Este panel, atestado de chinchetas, también acogería los acordes disonantes del Breakbeat, un sonido urbano que caló en Andalucía con un éxito y profundidad inexplicables incluso para los estudiosos de las ciencias sociales. Al final del corcho resultaría una pareja curiosa: las saetas y los DJ de los 2000 juntos, pegados, fusionados como expresión más esencial del Nachleben.
Una tercera tabla podría articularse en torno a la teatralidad del cuerpo: las esculturas de Martínez Montañés, la Roldana y Mesa, las fotografías de la movida sevillana de los ochenta, las de Brassaï de la Feria. Todas ellas compartirían una puesta en escena del dolor, del goce, de la identidad, unidas por el hilo que conecta el dramatismo del Cristo barroco con una actuación de Circada en la Alameda. Lo que permanece es la intensidad de la presencia, el gesto detenido y elevado.
Justo después, el panel del encierro y el afuera. Sevilla como ciudad amurallada, pero también como ciudad jardín. Aquí convivirían planos de la muralla almohade, las puertas desaparecidas, los parques del XIX, los patios interiores, los bloques cerrados de la periferia. Una tabla sobre los límites, sobre lo que se deja entrar y lo que se protege. Warburg pensaba que toda cultura oscilaba entre el orden y el caos, entre lo apolíneo y lo dionisíaco. En Sevilla, esa tensión es constante en la arquitectura, en la fiesta, en la política.
Y luego, inevitablemente, una tabla sobre la luz. No como fenómeno natural, sino como materia cultural. La luz sevillana ha sido pintada, fotografiada, coreografiada, desde los cielos dorados de Murillo a los contraluces de Cruz y Ortiz en las viviendas de Doña María Coronel. En este Atlas Mnemosyne improbable, la luz sería protagonista estelar, como lo fue la Venus de Boticelli en la versión alemana.

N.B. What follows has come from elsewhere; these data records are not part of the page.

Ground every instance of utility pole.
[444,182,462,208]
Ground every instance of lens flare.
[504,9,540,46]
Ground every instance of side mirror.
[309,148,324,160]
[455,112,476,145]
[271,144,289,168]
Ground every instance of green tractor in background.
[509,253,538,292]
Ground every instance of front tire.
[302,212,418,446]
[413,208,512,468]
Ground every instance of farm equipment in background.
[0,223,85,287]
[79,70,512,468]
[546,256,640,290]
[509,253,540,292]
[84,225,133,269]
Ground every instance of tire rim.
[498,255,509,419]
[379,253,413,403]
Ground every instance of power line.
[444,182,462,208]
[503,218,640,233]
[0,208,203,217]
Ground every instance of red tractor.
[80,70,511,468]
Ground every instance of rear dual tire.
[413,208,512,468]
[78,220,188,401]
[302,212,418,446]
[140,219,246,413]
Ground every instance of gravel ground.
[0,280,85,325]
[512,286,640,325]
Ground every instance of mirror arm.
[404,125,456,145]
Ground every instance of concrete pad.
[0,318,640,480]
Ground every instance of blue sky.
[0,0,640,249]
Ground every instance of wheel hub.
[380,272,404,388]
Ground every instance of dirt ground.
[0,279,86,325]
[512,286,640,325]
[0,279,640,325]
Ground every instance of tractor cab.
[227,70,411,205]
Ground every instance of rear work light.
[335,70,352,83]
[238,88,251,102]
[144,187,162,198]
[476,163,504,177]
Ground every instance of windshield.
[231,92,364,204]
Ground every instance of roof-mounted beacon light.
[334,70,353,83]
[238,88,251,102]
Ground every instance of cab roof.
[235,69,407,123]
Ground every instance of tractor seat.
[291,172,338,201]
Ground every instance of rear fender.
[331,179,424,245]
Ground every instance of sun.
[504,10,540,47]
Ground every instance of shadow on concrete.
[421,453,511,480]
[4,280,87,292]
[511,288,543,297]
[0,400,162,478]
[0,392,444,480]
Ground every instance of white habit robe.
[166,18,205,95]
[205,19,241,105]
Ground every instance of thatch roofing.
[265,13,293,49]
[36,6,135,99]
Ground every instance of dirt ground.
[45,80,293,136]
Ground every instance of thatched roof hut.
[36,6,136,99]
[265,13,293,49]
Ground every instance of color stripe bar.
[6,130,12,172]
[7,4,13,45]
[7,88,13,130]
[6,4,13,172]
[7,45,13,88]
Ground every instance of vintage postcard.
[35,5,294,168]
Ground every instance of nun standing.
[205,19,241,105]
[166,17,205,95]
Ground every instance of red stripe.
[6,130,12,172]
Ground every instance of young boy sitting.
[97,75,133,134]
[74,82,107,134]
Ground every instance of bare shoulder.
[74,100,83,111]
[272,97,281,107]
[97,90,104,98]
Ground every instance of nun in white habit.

Ordenar la historia de Sevilla así implicaría pensarla antes como un cuerpo que recuerda, olvida y vuelve a recordar, que activa ciertas imágenes mientras otras se apagan. Este Atlas, a todas luces absurdo, sería un ejercicio efectivo para desarmar a quienes miran la ciudad en sentido lineal, quienes elevan tradiciones decimonónicas a sacramentos cuando, en realidad, son vecinas de tabla de manifestaciones contemporáneas, subversivas, irreverentes.
Porque las relaciones del hombre con su memoria no siguen dogmas sino vecindades y afinidades, la mayoría insospechadas, tejidas y destejidas en un universo gobernado por el caos. Con todas las tablas repletas de imágenes, así quedaría Sevilla dibujada: viva, desprejuiciada, fragmentaria; entrópica como los trozos de un plato caído al suelo, como la vida misma en su más plástica fugacidad.